With so many marketing models available, it can be hard to know which one to use. While a combined approach is always superior, many marketers choose to focus primarily on performance based payment systems such as cost per acquisition. The logic for this is simple: with CPA, you are only paying for when an affiliate or publisher generates a new sale for you. Therefore, your ad-spend will never be wasted and the partner is being fairly compensated for doing a good job. Naturally the unit price of CPA is significantly higher than in a cost per impression model; however, the customer acquisition cost for CPM is generally around the same as CPA and with the latter it is a guaranteed price. Why then would a marketer opt to focus on CPM?
One of the issues with CPA is attribution. Marketers often design that campaigns around the data that they are able to gather from their campaigns. In the case of CPA, this will highlight the ad placement that generated the sale. However, this is an incomplete story. Not all marketing is entirely direct; therefore, the buyer may have been incrementally sold by a number of ad views before finally making a purchase. The problem with this arises when marketers are making decisions based on the resulting data. If the attribution is wrong or incomplete, the marketer may be inadvertently choosing to focus their campaign on less effective advertising.
Another possible issue with this is that with multiple CPA networks it is possible to double-count attributions. When multiple CPA networks are in use, each with their own data, it is possible for two or more to claim attribution for a view-through conversion (a view-through conversion is a type of attribution in which a user converts after seeing an ad but without actually clicking on the ad). This results when a user is served an ad by multiple networks and converts within the allowable window and as such both networks show that they had the last-touch. The more complicated a CPA campaign, the more likely you are to experience double counting.

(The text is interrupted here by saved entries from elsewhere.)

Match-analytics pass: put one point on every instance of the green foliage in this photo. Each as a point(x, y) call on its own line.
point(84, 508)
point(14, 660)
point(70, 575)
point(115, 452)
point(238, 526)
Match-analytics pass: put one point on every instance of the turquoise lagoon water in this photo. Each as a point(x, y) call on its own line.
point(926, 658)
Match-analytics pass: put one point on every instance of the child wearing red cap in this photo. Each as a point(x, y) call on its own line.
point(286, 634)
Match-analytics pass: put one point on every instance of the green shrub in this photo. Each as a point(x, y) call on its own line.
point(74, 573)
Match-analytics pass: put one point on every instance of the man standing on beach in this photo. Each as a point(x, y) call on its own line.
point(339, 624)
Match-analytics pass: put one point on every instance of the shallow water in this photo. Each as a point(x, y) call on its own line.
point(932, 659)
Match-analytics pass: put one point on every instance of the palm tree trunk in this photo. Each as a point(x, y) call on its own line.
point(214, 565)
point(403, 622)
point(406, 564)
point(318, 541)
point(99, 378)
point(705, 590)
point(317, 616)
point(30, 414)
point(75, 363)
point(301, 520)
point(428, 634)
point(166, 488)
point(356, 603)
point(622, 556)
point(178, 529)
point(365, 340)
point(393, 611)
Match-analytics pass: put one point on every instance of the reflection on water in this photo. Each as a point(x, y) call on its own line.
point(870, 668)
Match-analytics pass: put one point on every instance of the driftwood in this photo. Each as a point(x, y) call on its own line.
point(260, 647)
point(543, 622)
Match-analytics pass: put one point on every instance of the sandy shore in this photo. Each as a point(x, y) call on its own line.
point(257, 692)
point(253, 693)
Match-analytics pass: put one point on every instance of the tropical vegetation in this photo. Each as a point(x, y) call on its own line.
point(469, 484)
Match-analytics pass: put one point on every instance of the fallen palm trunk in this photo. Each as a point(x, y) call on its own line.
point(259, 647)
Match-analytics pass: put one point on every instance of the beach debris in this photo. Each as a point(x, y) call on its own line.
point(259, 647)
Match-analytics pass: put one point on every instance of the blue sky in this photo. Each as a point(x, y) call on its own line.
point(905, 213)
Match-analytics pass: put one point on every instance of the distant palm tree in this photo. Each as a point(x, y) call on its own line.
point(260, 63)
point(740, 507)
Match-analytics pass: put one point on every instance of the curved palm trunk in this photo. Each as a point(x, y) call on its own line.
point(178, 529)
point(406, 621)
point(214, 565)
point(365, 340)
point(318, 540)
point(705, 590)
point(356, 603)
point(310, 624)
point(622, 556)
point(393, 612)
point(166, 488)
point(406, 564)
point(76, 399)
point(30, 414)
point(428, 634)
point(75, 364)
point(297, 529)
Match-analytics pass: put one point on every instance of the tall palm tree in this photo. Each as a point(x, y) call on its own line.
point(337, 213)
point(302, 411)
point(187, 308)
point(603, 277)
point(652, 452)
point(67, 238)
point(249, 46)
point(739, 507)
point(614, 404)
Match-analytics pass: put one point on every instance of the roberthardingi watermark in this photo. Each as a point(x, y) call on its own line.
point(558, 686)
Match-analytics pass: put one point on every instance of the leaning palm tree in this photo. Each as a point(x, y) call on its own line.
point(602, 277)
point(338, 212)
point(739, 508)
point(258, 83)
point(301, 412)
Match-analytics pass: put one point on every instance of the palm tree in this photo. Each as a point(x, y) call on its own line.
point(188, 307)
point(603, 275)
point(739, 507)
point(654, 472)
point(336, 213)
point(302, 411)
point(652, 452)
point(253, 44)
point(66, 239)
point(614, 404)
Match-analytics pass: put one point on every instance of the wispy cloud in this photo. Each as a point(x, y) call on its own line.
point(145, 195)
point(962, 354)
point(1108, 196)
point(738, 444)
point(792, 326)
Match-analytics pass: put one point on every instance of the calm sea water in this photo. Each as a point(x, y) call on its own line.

The greatest advantage that CPM has over any performance based payment model is that it has nearly limitless potential. Each impression is extraordinarily cheap, hence why they are always grouped into 1,000s. Whereas in a CPA arrangement, the marketer pays the same amount for every acquisition, in a CPM campaign that customer acquisition cost can be reduced by increasing the conversion rate. The significance of this tends to be that marketers using CPM have the potential to improve their messaging and targeting over time, thus greatly increasing their sales within the same budget. However, advertisers paying on a CPA basis are hard limited by their budget.
Another benefit of CPM is that in a brand advertising strategy, the marketer is paying for what they are truly trying to accomplish: brand impressions. Therefore, it may be advantageous to purchase media units based on CPM in such a situation.
Of course CPA and CPM are both viable options and each has its own merits. Typically CPM should be chosen over CPA for high conversion rate campaigns and for brand advertising. Either way, it is best to experiment with both to determine the most cost effective way to acquiring new customers.